Abusos em nome da “fé pública”

Abusos em nome da “fé pública”



A AMT abusa, o Ministério Público não fica sabendo e o cidadão é quem se dana.

AMT, para “os de fora”, é a Agência Municipal de Trânsito, o órgão controlador e fiscalizador do trânsito em Goiânia. Desde o mandato de 2005/08, discutiu-se muito que o órgão tinha apenas pouco mais de cem agentes, quando o número recomendado era de oitocentos e cinquenta, ou seja, um agente para cada cem mil veículos licenciados na cidade. Ainda que tenham ampliado esse número, a população da região metropolitana de Goiânia sente que o contingente continua pequeno.

Os poucos que atuam são orientados (claro: corporações assim regem-se por uma hierarquia rigorosa) a multar sem limites. Comenta-se pela cidade que os agentes têm metas diárias a cumprir (como no período de 1983 /86, em que o governo estadual precisou constituir fundos para obras especiais e estabeleceu um limite mínimo de dez multas de trânsito aplicadas, a cada jornada de seis horas diárias, para os guardas de trânsito). O que se diz hoje é que com base nessas autuações à revelia dos condutores os agentes ganham pontos para promoção.


Ilustração de Elson (DM, 15/ago/2010)



Em entrevista recente, argumentou estes dias um diretor da AMT: “Nossos agentes são muito bem preparados e têm fé pública”. A expressão “fé pública” está virando chacota nas conversas, quando se trata de agente de trânsito da Prefeitura de Goiânia. O mesmo diretor, inquirido pelo repórter (era a Rádio CBN), respondeu que “quem se sentir prejudicado, pode recorrer da punição”. Todas as pessoas com quem já conversei sobre isso entendem que não funciona: “As JARI nunca dão razão ao condutor”, é o conceito unânime, baseado nas respostas a tais recursos. Restam algumas etapas para o andamento dos recursos, mas estes também tendem a confiar em quem tem “fé pública”. E o custo financeiro e a demanda de tempo desanimam os interessados, que preferem pagar e acumular pontos que podem lhe causar muito mais transtornos.

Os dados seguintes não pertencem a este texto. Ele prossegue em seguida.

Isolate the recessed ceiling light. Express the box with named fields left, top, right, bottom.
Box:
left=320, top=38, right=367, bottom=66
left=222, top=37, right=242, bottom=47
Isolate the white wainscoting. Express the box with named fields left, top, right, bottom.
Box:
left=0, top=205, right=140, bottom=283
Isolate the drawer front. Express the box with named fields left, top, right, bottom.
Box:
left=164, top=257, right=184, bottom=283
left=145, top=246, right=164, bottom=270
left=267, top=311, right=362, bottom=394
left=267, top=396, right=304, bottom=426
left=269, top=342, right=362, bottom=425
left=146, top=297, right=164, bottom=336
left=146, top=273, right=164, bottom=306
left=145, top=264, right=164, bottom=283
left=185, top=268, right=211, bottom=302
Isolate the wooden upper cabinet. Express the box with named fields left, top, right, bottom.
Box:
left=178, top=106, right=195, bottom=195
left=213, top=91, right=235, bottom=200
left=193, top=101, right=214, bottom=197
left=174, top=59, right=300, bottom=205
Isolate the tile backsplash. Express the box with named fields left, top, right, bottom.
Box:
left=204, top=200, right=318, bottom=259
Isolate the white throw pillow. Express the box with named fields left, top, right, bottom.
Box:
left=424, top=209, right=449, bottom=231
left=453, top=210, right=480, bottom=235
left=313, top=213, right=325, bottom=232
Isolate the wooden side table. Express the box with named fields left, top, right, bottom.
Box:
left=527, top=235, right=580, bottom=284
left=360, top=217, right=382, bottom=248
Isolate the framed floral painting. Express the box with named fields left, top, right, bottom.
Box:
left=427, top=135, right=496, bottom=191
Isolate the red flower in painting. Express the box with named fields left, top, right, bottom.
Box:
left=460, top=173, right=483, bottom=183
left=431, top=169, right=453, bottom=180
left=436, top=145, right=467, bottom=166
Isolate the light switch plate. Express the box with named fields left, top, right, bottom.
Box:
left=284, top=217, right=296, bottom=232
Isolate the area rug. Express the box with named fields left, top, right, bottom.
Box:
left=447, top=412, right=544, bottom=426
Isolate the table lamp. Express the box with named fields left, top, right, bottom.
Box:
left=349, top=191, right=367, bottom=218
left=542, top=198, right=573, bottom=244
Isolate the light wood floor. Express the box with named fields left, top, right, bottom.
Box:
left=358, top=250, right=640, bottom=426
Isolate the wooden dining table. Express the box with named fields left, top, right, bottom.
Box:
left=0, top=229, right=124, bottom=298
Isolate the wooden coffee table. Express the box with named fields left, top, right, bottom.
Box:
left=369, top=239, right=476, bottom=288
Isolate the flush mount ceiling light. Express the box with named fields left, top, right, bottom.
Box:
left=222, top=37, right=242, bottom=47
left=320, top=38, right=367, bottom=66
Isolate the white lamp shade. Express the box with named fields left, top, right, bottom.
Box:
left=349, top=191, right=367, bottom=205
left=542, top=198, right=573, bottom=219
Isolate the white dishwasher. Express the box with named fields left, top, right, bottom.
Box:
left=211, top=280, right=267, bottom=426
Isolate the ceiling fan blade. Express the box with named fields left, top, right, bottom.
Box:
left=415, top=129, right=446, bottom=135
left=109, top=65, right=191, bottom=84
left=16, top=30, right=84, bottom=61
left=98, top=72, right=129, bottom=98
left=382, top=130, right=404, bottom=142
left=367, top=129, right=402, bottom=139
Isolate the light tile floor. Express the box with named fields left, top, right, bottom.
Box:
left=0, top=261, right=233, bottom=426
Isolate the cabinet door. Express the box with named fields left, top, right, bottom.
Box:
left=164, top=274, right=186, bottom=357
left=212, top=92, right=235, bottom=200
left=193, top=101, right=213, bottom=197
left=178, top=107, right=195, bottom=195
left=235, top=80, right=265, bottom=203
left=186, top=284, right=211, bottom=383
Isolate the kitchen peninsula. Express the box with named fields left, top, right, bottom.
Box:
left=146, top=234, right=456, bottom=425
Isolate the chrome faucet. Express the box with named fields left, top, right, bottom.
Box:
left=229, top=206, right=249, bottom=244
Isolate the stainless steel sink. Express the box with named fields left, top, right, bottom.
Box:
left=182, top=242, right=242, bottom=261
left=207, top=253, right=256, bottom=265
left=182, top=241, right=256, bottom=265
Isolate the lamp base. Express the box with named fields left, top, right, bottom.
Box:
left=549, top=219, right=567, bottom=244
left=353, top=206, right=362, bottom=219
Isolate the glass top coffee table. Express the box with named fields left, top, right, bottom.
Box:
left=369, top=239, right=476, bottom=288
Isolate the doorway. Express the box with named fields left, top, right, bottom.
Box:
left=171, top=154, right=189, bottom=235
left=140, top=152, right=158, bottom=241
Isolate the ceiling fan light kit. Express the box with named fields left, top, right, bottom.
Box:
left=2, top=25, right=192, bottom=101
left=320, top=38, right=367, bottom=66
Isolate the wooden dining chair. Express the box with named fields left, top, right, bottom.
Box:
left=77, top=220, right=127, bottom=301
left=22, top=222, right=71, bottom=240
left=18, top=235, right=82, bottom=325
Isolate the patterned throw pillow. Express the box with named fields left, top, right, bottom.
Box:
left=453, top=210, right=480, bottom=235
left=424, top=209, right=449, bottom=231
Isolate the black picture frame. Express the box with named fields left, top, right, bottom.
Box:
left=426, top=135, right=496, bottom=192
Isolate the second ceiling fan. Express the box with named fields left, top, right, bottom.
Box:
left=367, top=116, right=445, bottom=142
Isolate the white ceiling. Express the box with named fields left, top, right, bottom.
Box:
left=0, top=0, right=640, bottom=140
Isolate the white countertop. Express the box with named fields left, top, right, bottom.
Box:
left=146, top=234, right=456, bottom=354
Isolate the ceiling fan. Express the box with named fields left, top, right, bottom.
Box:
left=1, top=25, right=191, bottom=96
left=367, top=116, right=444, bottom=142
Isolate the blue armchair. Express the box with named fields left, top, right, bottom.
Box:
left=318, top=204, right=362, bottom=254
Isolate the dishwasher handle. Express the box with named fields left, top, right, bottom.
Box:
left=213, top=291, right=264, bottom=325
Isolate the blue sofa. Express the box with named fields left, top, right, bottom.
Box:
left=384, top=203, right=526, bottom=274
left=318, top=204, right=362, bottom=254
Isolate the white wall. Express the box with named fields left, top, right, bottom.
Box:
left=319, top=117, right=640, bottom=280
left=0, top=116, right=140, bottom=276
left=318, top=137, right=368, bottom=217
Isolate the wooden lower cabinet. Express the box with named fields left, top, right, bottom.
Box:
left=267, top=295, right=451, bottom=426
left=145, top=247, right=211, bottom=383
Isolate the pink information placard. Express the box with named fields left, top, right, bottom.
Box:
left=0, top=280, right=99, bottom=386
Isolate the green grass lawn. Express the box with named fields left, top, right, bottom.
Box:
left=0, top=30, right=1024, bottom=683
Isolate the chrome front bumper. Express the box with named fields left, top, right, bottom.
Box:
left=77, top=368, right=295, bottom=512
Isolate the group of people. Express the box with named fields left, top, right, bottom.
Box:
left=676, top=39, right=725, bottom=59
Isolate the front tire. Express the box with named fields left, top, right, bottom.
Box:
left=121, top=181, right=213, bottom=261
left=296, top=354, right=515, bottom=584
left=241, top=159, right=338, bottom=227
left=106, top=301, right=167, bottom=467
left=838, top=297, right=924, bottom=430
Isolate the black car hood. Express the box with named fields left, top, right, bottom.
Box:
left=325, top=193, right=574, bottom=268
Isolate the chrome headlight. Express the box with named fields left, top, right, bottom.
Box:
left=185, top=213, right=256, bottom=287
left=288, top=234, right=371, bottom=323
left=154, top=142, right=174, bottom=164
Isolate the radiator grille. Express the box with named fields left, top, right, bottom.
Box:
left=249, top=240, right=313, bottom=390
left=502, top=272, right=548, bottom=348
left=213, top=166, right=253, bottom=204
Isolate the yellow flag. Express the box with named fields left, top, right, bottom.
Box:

Uma advogada entende  que a seccional goiana da Ordem dos Advogados do Brasil poderia ser acionada para questionar a legitimidade dessas autuação, pois a Ordem tem por tradição a defesa da sociedade. Mas um cidadão comum não tem essa prática, caberia, pois, à própria OAB/GO procurar inteirar-se dos prováveis desmandos cometidos sob o manto da “fé pública”.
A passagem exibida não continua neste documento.